The matter must be remanded for a new trial on the issues of (1) whether defendant's failure to warn was a proximate cause of plaintiff's injuries, and if the jury so determines, (2) how the compensatory damages should be allocated, and (3), applying the procedures dictated by Herman v. Sunshine Chemical Specialties, Inc., [133 N.J. 329, 627 A.2d 1081 (1993)], and the appropriate jury instructions, whether punitive damages are to be awarded to plaintiff. The balance of the jury's findings shall stand and be incorporated in the new judgment, if any, against defendant. As we have noted in the companion case of Batson v. Lederle Laboratories, the two cases are to be consolidated for the trial in Batson and the retrial of this case.

[London, (supra) , 290 N.J. Super. at 335-36.]

We granted Lederle's petition for certification. 147 N.J. 261 (1996).

We agree that a new trial is warranted substantially for the reasons expressed by the Appellate Division. We differ, however, regarding the scope of the new trial. By restricting the scope of the new trial to punitive damages, proximate cause, and the allocation of compensatory damages, the jury's fact finding role will artificially and unrealistically be restricted. To avoid a "miscarriage of Justice under the law," we direct that a new trial on all issues be conducted. Dolson v. Anastasia, 55 N.J. 2, 7, 258 A.2d 706 (1969); R. 4:49-1(a).
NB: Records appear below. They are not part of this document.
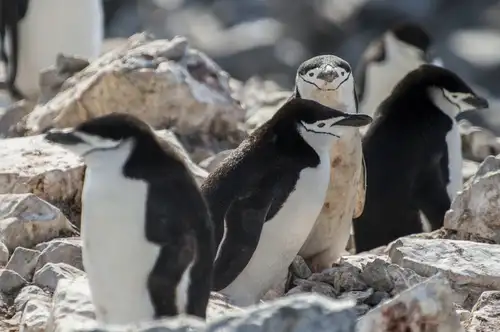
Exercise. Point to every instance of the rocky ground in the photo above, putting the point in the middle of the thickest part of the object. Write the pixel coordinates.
(448, 280)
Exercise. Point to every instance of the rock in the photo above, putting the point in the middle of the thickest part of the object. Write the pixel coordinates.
(23, 261)
(476, 209)
(11, 115)
(163, 82)
(211, 163)
(343, 278)
(485, 315)
(425, 307)
(4, 254)
(51, 273)
(35, 315)
(299, 268)
(71, 305)
(28, 293)
(477, 143)
(10, 281)
(471, 267)
(68, 251)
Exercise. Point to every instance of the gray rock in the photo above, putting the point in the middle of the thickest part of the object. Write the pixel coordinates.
(471, 267)
(10, 281)
(4, 254)
(23, 261)
(51, 273)
(68, 251)
(476, 210)
(343, 278)
(485, 315)
(26, 219)
(27, 293)
(299, 268)
(425, 307)
(35, 316)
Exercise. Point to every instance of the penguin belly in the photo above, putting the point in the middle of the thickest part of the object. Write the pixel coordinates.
(330, 235)
(56, 26)
(116, 255)
(282, 237)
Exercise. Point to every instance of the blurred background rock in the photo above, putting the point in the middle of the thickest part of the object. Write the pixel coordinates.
(270, 38)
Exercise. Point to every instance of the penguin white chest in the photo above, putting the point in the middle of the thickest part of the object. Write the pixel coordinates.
(282, 236)
(116, 255)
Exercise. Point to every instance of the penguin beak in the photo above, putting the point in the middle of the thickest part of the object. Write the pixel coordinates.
(328, 74)
(354, 120)
(477, 102)
(62, 137)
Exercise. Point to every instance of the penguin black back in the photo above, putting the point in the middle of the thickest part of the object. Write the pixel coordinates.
(405, 150)
(11, 12)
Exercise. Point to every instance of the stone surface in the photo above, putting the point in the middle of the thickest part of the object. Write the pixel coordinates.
(68, 251)
(51, 273)
(485, 315)
(23, 261)
(164, 82)
(4, 254)
(476, 210)
(471, 267)
(10, 281)
(424, 307)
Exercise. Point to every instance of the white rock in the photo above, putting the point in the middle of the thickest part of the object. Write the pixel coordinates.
(35, 315)
(4, 254)
(26, 220)
(68, 251)
(476, 210)
(27, 293)
(31, 165)
(23, 261)
(161, 81)
(10, 281)
(485, 315)
(471, 267)
(51, 273)
(427, 306)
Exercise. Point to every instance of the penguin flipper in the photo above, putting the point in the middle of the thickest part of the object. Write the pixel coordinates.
(431, 196)
(244, 219)
(361, 190)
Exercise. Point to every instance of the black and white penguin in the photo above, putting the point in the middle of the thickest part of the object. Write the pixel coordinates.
(267, 194)
(387, 60)
(410, 157)
(147, 234)
(33, 32)
(328, 79)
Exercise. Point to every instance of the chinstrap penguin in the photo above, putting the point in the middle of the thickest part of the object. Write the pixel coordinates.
(33, 32)
(387, 60)
(410, 155)
(147, 234)
(328, 79)
(268, 192)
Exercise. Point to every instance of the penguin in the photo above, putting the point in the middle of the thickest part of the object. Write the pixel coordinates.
(409, 155)
(32, 33)
(401, 49)
(267, 194)
(328, 79)
(147, 233)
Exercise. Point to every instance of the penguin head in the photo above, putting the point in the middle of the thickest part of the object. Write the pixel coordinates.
(317, 124)
(327, 79)
(445, 89)
(407, 41)
(103, 140)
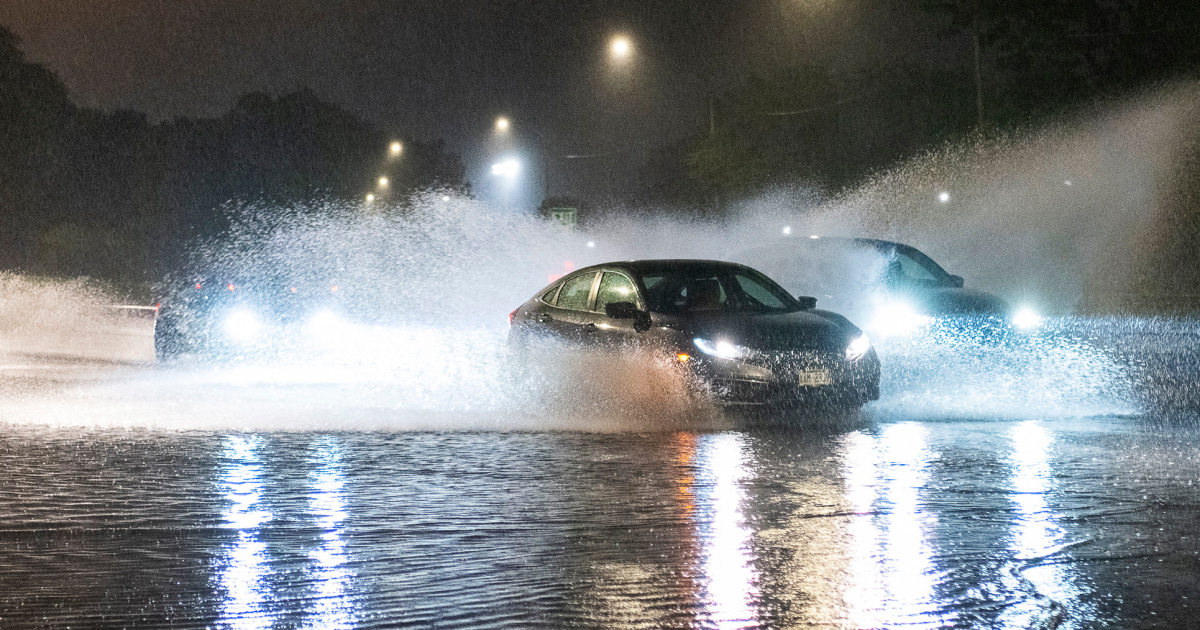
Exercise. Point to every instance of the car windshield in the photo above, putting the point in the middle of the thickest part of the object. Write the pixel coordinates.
(714, 289)
(907, 265)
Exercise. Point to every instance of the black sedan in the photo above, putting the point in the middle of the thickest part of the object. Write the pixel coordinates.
(732, 328)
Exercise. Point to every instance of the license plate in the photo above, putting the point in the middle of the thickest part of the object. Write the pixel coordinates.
(815, 378)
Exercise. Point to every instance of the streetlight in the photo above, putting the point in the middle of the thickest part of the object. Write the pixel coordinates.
(621, 48)
(508, 168)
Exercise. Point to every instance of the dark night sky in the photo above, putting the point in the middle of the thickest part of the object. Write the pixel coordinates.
(445, 69)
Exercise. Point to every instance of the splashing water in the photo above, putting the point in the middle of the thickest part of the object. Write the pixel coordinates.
(436, 280)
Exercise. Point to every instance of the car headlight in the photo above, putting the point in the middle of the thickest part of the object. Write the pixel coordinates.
(898, 318)
(243, 325)
(719, 348)
(1026, 319)
(858, 347)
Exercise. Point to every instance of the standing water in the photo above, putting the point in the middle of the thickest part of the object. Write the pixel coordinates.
(391, 473)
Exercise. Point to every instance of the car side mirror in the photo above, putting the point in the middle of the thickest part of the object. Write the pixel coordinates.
(621, 310)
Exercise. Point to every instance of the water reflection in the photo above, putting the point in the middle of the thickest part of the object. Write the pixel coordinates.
(1037, 534)
(329, 570)
(730, 585)
(893, 576)
(243, 571)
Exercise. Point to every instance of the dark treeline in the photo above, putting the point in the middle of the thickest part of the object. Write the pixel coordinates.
(1036, 60)
(114, 196)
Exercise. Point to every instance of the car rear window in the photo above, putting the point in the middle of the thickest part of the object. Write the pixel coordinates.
(576, 292)
(615, 288)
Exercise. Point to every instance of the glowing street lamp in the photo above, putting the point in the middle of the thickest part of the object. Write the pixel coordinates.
(621, 48)
(507, 168)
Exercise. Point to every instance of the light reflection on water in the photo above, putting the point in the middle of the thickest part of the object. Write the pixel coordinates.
(893, 577)
(250, 588)
(1038, 537)
(243, 571)
(329, 571)
(891, 525)
(730, 591)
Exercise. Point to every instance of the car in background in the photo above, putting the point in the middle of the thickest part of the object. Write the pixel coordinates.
(731, 328)
(889, 287)
(217, 317)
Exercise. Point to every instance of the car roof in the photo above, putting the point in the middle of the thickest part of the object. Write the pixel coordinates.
(682, 264)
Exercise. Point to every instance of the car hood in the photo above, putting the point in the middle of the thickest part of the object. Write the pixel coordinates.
(801, 330)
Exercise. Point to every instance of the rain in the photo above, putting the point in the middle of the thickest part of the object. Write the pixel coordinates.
(384, 455)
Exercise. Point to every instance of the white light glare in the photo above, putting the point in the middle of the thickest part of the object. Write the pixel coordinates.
(723, 349)
(858, 347)
(1026, 319)
(508, 168)
(621, 47)
(898, 318)
(243, 325)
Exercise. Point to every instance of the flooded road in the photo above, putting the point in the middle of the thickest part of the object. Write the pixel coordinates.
(1057, 486)
(889, 522)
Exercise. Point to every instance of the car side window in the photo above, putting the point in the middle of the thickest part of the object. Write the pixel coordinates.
(575, 292)
(549, 297)
(912, 269)
(615, 288)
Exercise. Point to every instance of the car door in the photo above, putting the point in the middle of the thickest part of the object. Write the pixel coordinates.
(607, 331)
(569, 318)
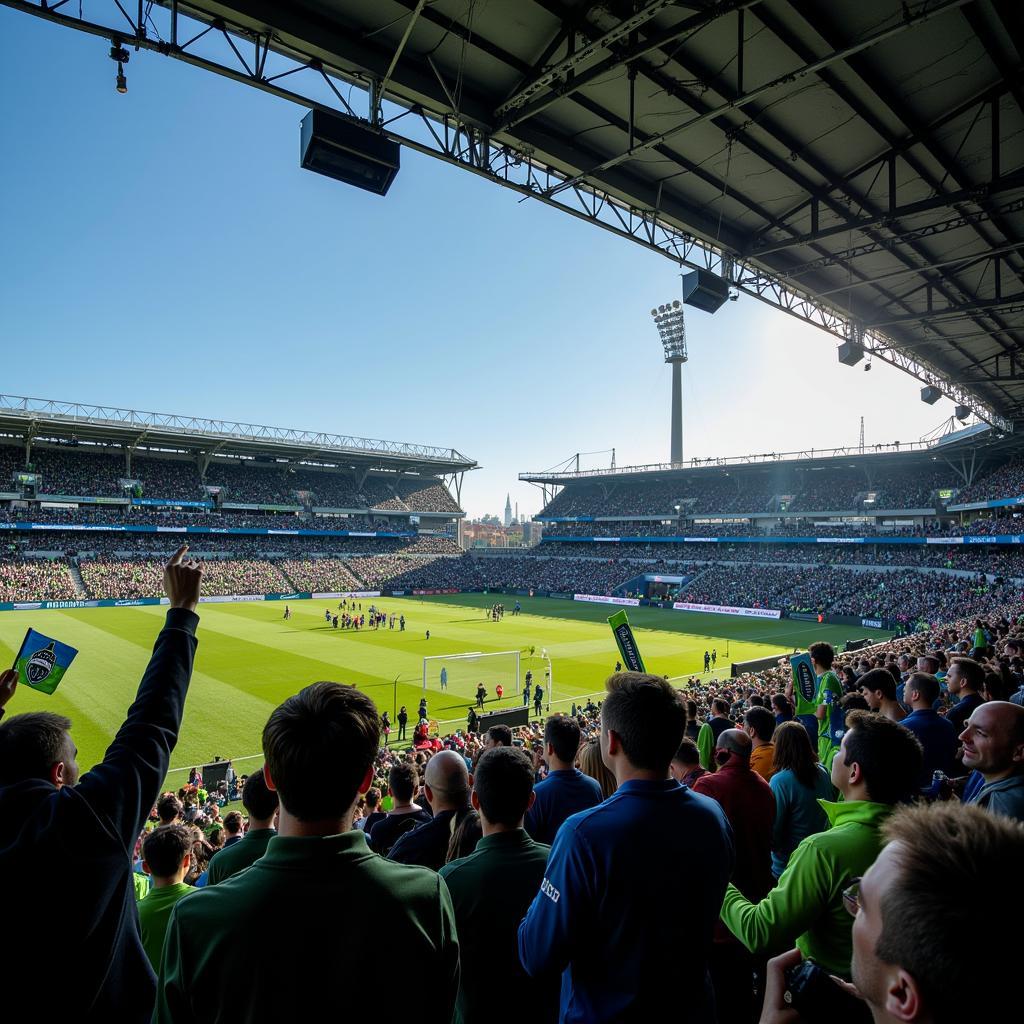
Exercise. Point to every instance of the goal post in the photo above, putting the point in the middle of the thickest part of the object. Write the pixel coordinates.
(461, 674)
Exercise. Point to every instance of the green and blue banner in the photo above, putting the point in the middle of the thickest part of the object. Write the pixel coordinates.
(42, 662)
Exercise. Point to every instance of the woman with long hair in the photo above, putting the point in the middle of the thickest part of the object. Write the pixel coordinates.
(590, 763)
(798, 782)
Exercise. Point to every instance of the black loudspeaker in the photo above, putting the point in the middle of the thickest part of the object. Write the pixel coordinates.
(348, 152)
(850, 353)
(214, 774)
(704, 290)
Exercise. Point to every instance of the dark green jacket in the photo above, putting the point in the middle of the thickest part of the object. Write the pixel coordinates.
(492, 890)
(293, 936)
(239, 856)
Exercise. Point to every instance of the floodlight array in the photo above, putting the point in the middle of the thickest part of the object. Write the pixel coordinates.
(672, 330)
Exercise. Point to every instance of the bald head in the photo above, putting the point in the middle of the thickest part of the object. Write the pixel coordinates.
(736, 742)
(993, 739)
(446, 781)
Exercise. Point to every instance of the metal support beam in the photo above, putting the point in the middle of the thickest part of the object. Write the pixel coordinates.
(974, 194)
(910, 20)
(440, 134)
(982, 305)
(382, 90)
(550, 76)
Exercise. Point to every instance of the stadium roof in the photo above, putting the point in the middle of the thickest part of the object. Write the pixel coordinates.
(970, 446)
(31, 418)
(859, 165)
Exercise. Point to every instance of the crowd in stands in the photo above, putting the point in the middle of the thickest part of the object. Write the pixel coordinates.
(321, 574)
(972, 558)
(35, 580)
(1003, 481)
(794, 489)
(125, 580)
(80, 470)
(732, 845)
(902, 597)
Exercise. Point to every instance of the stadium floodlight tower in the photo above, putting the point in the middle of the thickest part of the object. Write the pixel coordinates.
(672, 329)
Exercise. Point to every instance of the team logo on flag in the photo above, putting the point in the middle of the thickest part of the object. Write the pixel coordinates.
(806, 681)
(40, 665)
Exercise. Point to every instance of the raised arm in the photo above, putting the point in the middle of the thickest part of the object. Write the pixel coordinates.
(123, 787)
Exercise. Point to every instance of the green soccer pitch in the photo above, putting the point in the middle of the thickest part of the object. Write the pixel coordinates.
(250, 659)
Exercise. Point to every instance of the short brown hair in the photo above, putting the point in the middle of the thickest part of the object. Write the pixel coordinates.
(165, 848)
(947, 852)
(648, 716)
(31, 744)
(318, 747)
(890, 757)
(971, 672)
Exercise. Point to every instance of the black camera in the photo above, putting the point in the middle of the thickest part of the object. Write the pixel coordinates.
(816, 997)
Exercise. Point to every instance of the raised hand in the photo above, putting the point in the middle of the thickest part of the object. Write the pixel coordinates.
(8, 683)
(181, 580)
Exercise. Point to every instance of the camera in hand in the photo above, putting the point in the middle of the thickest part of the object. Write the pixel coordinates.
(816, 997)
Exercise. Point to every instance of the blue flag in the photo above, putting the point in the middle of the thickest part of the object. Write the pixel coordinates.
(42, 662)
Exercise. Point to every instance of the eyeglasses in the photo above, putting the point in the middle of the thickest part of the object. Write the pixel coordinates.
(851, 898)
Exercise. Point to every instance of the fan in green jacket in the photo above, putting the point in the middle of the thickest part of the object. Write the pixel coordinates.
(877, 766)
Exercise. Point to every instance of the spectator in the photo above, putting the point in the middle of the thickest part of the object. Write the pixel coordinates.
(935, 733)
(166, 858)
(373, 810)
(600, 913)
(827, 694)
(566, 790)
(878, 765)
(404, 814)
(592, 765)
(993, 748)
(498, 735)
(799, 783)
(233, 828)
(750, 807)
(759, 724)
(965, 679)
(169, 809)
(261, 803)
(317, 884)
(879, 689)
(446, 790)
(910, 918)
(492, 890)
(465, 838)
(50, 821)
(685, 767)
(720, 720)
In the companion case of Batson v. Lederle, reported at 290 N.J. Super. 49, 674 A.2d 1013 (1996), the Appellate Division concluded that based on the doctrine of affirmative collateral estoppel, the jury's finding in London, that Lederle had actual or constructive knowledge in 1958-1959 of the tooth staining effect of tetracycline and its failure to issue an appropriate and timely warning, should be controlling in Batson. Id. at 55-56. Because we have ordered a new trial on all issues in London, and because we agree with the Appellate Division that under the circumstances the two trials should be consolidated pursuant to Rule 4:38-1(a), the issue whether estoppel should be applied is now moot. In light of our holding, we do not address the precedential value of the Batson decision.

As modified, the judgment in London is affirmed. That part of the judgment in Batson that required joint trials is modified and affirmed. In view of that modification, the remainder of the judgment in Batson becomes moot. Both cases are remanded to the Law Division to conduct a consolidated trial on all issues.

CHIEF JUSTICE PORITZ and JUSTICES HANDLER, POLLOCK, O'HERN, GARIBALDI, STEIN and COLEMAN join in this PER CURIAM opinion.